How to Survive the First Week Home with Baby?



Plan Ahead for Sleep: If you have a partner, you need to talk about sharing duties beforehand. Babies eat every 3-hours. Let your partner (or mom or whoever is helping you out) feed the baby at midnight and 6am while you take the 9pm and 3am. Even if you’re breastfeeding, pump some during the day so that you can sleep through at least one of those two feeds, even if it’s every once in a while.

The Power of the Swaddle: Most babies like to be swaddled and it’ll help them go to sleep and stay that way. Ask the nurses to show you how to do it several times. It’s an art. Learn it. Love it. And buy like 100 receiving blankets (from BabyDepot, if you want a good deal) so you can do it always, especially while baby needs help regulating his temp. Be sure to get soft ones.
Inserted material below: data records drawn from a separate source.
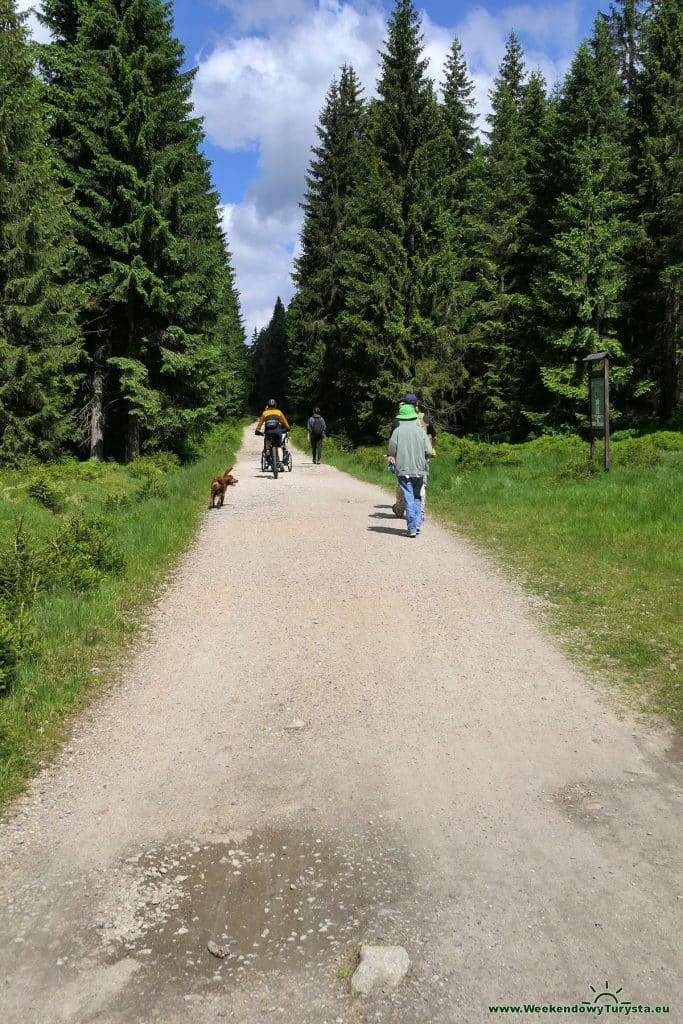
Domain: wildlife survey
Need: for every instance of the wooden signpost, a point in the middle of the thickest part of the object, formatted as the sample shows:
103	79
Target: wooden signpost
598	385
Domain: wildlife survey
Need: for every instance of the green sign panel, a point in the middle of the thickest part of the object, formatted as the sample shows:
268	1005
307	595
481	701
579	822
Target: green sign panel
598	402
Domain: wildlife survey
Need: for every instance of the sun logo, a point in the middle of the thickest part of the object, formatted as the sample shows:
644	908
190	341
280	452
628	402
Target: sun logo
606	997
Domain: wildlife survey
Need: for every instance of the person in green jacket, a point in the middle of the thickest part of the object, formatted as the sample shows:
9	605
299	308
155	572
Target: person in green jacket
410	448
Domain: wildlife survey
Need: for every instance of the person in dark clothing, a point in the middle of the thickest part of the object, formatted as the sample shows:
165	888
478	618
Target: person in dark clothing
316	430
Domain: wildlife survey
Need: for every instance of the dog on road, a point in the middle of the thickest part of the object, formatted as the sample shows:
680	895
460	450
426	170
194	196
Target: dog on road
219	485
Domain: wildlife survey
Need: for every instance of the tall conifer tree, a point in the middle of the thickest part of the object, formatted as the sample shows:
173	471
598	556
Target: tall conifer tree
466	238
584	276
394	288
39	341
503	200
151	250
659	115
316	340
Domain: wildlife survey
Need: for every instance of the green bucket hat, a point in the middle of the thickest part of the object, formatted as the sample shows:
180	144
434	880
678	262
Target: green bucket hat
407	412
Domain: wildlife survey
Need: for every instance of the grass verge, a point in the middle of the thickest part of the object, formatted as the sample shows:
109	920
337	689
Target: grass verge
604	550
84	548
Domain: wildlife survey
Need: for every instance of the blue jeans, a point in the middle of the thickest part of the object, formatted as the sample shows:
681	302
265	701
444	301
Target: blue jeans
412	488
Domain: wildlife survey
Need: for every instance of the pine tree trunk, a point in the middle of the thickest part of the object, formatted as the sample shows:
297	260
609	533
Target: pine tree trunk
132	437
97	412
672	378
Baby’s skin is brand new.

Make Feeding Baby Easy: There’s nothing more annoying than having had an epidural or spinal in your back and it aching for weeks afterward because of your bad posture when you feed baby. Get a Boppy Pillow and use it whether you’re bottle feeding or breastfeeding. Don’t be like me. I thought they were superfluous. I was wrong. They rock.
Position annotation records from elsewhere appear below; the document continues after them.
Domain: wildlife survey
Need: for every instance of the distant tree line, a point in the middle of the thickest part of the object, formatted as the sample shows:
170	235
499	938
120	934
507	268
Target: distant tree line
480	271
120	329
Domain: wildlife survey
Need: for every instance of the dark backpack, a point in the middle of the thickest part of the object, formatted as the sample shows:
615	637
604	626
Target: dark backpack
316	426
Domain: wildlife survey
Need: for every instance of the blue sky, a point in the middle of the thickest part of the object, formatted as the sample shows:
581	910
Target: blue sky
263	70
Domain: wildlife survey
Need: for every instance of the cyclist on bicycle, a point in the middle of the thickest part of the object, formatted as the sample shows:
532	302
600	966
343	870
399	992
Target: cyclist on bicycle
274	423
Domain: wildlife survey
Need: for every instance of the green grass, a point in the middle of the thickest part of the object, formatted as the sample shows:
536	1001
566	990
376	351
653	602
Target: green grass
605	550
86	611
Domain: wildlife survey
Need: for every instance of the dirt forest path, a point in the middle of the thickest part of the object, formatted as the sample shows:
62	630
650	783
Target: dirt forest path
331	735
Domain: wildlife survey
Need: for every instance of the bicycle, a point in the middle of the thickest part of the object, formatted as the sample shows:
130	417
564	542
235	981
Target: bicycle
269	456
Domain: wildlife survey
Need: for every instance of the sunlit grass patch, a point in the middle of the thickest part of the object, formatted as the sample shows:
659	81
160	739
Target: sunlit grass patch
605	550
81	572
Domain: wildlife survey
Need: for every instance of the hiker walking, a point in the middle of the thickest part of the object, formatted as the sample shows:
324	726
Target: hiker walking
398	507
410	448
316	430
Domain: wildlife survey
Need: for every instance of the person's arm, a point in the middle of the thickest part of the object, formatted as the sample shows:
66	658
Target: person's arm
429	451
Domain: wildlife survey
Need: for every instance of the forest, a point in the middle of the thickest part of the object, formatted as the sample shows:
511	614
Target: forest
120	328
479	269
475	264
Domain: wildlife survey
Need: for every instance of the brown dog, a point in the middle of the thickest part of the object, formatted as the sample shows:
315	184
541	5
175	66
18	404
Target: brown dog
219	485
Feed Yourself and Drink: You need to eat to keep up your strength, keep you from being cranky and to make sure your breastmilk comes-in and stays strong. Drink lots of water, too. This goes for your partner as well.

Take Care of Your Back: An epidural or spinal can take some time to get over being sore. Also, your whole center of gravity just changed. So, try laying-off your back. Think smart before bending. For example, I don’t know who came up with it, but the inventor of the “second shelf” in the playpen needs a Nobel Peace Prize. I can change a diaper in that and put baby to sleep without hardly bending. No more backache for me.

Time is of the Essence: Imagine a scenario where you’ve been up for over 24-hours while someone tiny and cute yells at you that their 5th dinner isn’t ready, it’s 3am and now you have to microwave water?! Um, no. The bottle warmer can shave anywhere between 3-5 minutes off warming a bottle. So. Worth. It. Apply that theory to everything and find time-shortcuts. Or just let baby cry. You decide.

Organization is SO Important: We have way too many things now. Little outfits (dirty and clean), 100 receiving blankets (again, dirty and clean), bottles (OMG, dirty and clean), breastfeeding equipment (gah! there’s a trend!), and diaper change materials (yup, both kinds). I have 8 laundry baskets, 45 tubs, 99 wicker baskets and I still don’t have enough. But if I didn’t have all these, there’d be chaos in the streets. I need organization so I can find my brain.